Ms Sturgeon has said that she “followed the science”. This has been the mantra used by ministers like the UK Health Secretary, Matt Hancock, since this outbreak began. Many commentators regard this as a convenient excuse for incompetence. “Why didn’t they listen to different scientists and the World Health Organisation who were advising countries to test, test, test”?

But Britain has some of the best epidemiologists in the world sitting on the Scientific Advisory Group for Emergencies. The UK Chief Scientific Adviser, Professor Patrick Vallance, said again yesterday that “I don’t think it is quite right that testing saves lives”. Our medics still believe that tests should be confined to people who have symptoms and to essential workers. Mass testing will only make sense in their view when there is a reliable antibody test – and there isn’t one.

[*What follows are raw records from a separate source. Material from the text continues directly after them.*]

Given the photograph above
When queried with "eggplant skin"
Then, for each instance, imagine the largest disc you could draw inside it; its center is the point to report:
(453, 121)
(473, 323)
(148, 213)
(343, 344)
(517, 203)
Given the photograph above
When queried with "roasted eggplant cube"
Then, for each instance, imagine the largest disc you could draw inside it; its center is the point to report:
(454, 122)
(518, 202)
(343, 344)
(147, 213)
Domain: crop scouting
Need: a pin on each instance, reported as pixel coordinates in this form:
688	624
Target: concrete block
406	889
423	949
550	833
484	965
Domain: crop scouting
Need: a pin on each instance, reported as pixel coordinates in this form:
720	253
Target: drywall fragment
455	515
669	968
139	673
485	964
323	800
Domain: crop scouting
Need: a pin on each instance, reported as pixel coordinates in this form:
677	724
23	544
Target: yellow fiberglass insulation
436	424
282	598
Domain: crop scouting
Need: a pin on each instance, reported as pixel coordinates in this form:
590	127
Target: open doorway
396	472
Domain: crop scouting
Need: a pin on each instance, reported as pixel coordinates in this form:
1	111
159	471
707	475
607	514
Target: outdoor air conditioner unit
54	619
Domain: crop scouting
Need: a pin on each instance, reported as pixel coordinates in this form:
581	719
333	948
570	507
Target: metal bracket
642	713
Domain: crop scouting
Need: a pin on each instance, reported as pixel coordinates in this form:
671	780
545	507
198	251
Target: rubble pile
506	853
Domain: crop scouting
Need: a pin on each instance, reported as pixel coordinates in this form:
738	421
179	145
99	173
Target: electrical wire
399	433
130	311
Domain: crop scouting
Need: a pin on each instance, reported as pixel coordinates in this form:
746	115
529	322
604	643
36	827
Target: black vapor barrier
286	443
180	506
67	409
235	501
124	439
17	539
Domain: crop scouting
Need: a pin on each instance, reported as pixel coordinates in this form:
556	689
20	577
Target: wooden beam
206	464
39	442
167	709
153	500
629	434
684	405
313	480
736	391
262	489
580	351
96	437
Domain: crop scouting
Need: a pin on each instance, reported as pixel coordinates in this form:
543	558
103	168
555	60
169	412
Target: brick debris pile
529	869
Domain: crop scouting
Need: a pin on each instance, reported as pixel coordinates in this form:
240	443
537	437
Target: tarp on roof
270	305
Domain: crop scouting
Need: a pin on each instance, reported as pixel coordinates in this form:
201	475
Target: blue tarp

Yet, testing and contact-tracing seems to have worked elsewhere, not just in South Korea, but in Germany where the death rate has been significantly lower. Critics like Professor Devi Sridhar, Chair of Global Public Health at Edinburgh University, insist that the Scottish Government could and should have embarked on mass testing, though it’s not clear how it could have found the capacity so to do.

She also claims that Mr Johnson and Ms Sturgeon adopted a “herd immunity” strategy because of “British exceptionalism”. Herd immunity has morphed into an ideological battle-ground, rather than an epidemiological truism.

The problem for politicians like Ms Sturgeon is that they are expected to base their policy on “the science”, listen to the “experts”, and make policy “evidence based”. But as soon as they do so, they are liable to be accused of listening to the wrong kind of scientists.

Epidemiologists take a long view about the progress of a disease through its life-cycle involving several peaks and troughs. They have said from the start that since there is no vaccine, 80 per cent of us are going to get the disease anyway so there is no way of stopping it. That was one of the first remarks Ms Sturgeon made about Covid-19.

It is what the top UK advisers, like Professor Vallance meant when they were talking about herd immunity. In the absence of a vaccine, they believed that the only way the disease would die out would be when most of us were exposed to it. Prof Leitch was adamant on March 16 that : “the alternative – closing the borders and locking everyone down – doesn’t work over a prolonged period.”

That’s as may be, but it now looks as if the politically savvy thing to have done was to ignore all this and go for a panic lockdown to show the voters that you are serious. In politics, doing something is always more appealing than not doing something.